A new generation of modules is emerging made using a chemical compound known as cadmium telluride (CdTe) and over 25 GW has already been installed.
Solar panel efficiency refers to a panel’s ability to convert energy from the sun into electrical energy.
Experts are looking to increase the efficiency of CdTe modules as it has the potential to be competitive on efficiency but at a lower manufacturing cost than silicon-based modules, which use mono-crystalline silicon (c-Si).
The carbon footprint of CdTe is also half that of c-Si modules and end-of-life module recycling for CdTe modules is guaranteed.
Untreated CdTe has very low efficiency and is typically about only 1%. However, when CdTe undergoes a chlorine treatment – which involves treating CdTe with cadmium chloride at 420oC for 20 minutes – its efficiency jumps dramatically. The record cell efficiency is 22%.
Until now, how or why chlorine improves efficiency so drastically was not fully understood.
For the first time, Loughborough University's Dr Pooja Goddard and Professor Roger Smith, along with Dr Peter Hatton and Dr Michael Watts (PhD graduates of Loughborough), have modelled the mechanism by which chlorine improves the efficiency of CdTe.
The study is a joint effort with Professor Mike Walls’ experimental research group housed at Loughborough’s Centre for Renewable Energy Systems Technology (CREST).
It is hoped the findings, published today in Nature Communications, will improve understanding of how chlorine enhances electrical performance and lead to further tuning, resulting in even higher efficiencies (>25%). This would help CdTe solar modules to produce even lower cost electricity.
Research findings and the missing piece
When trying to understand why chlorine improves efficiency, the main observation from previous studies was that defects – known as ‘stacking faults’ – were removed after chlorine treatment.
For a long time, it was believed that stacking fault removal was responsible for the efficiency increase. However, theoretical calculations by the Loughborough group showed that the stacking faults had no effect on cell efficiency.
Previous research from the team showed that instead, it is regions of the material called ‘grain boundaries’, where crystals of different orientation join together, that are responsible for the poor cell efficiency.
In their latest study, Dr Goddard‘s group used quantum mechanical methods to understand the role of chlorine in both improving efficiency and also in removing stacking faults.
Grain boundaries are very complex and full of defects that can act as traps for electrons (subatomic particles that act as the primary carrier of electricity in solids), making these areas ‘active’.

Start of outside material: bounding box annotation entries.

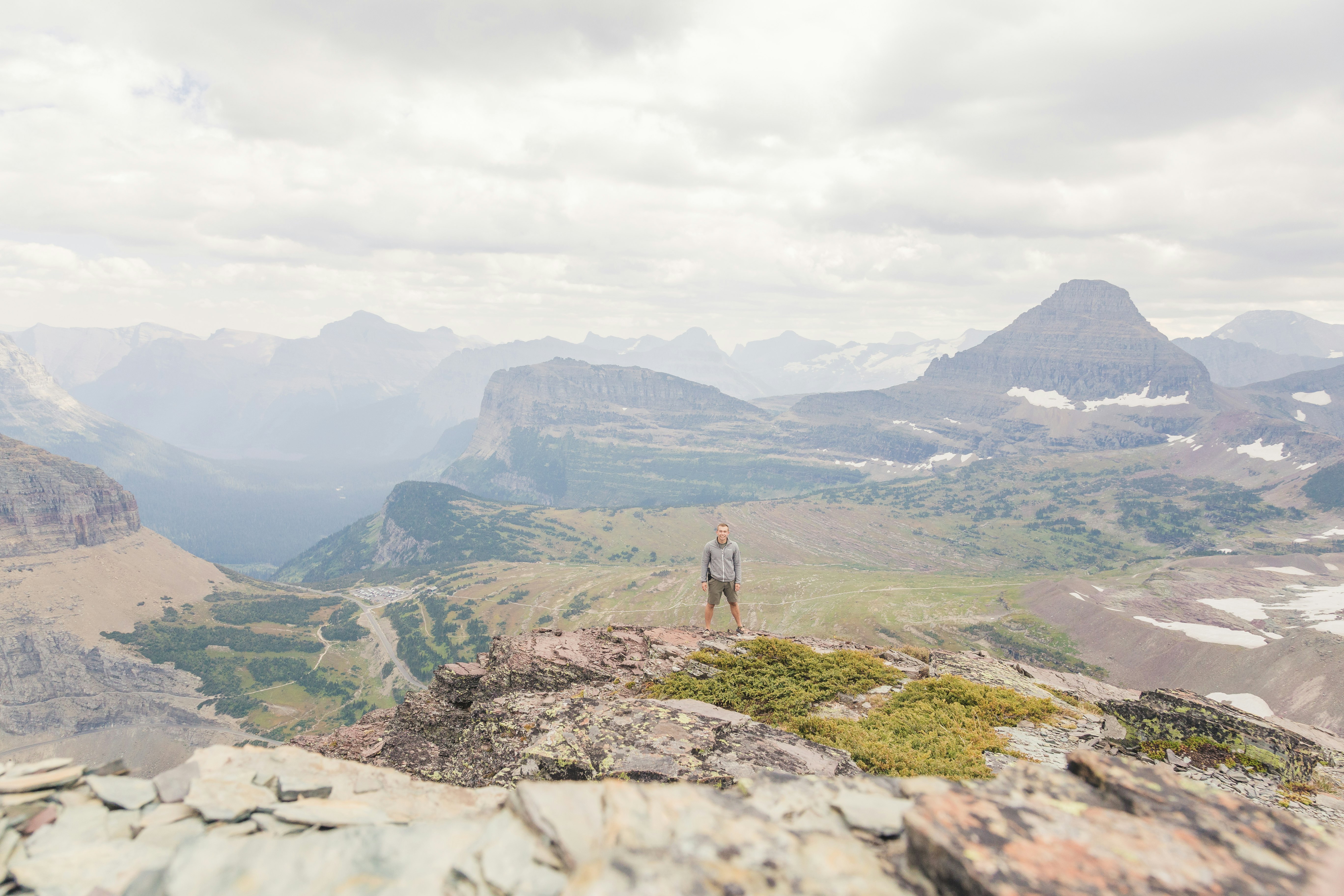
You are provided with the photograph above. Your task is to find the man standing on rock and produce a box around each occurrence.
[700,523,742,631]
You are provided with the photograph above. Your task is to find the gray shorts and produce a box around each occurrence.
[704,579,738,607]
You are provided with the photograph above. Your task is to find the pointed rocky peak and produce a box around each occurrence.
[921,280,1214,410]
[319,312,413,338]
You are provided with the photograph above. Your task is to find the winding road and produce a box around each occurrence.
[341,595,426,689]
[0,721,285,756]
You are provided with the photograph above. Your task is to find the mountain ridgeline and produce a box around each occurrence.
[442,281,1328,506]
[444,359,862,506]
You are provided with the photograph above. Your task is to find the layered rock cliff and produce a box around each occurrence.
[444,359,860,506]
[921,280,1214,407]
[0,435,140,558]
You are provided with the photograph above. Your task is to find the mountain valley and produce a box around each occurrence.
[0,281,1344,827]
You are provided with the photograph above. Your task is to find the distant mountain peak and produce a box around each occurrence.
[1210,309,1344,357]
[921,280,1212,404]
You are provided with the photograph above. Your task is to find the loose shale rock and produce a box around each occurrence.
[293,626,859,787]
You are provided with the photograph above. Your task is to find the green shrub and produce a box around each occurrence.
[646,638,1059,778]
[649,638,905,725]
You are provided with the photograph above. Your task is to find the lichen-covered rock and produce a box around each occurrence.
[294,626,859,787]
[0,742,1344,896]
[905,752,1330,896]
[1102,690,1344,782]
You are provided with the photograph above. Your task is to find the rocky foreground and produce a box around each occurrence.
[0,627,1344,896]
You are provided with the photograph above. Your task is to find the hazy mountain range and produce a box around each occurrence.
[0,294,1344,566]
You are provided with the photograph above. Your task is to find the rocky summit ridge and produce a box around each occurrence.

In a process known as ‘passivation’, chlorine is able to deactivate some of the traps and make the grain boundaries less active – therefore increasing the efficiency of CdTe.
The missing piece was understanding how the stacking faults disappear.
The new paper shows that if there is enough chlorine in the grain boundaries, a cascade mechanism is triggered that structurally removes the stacking faults.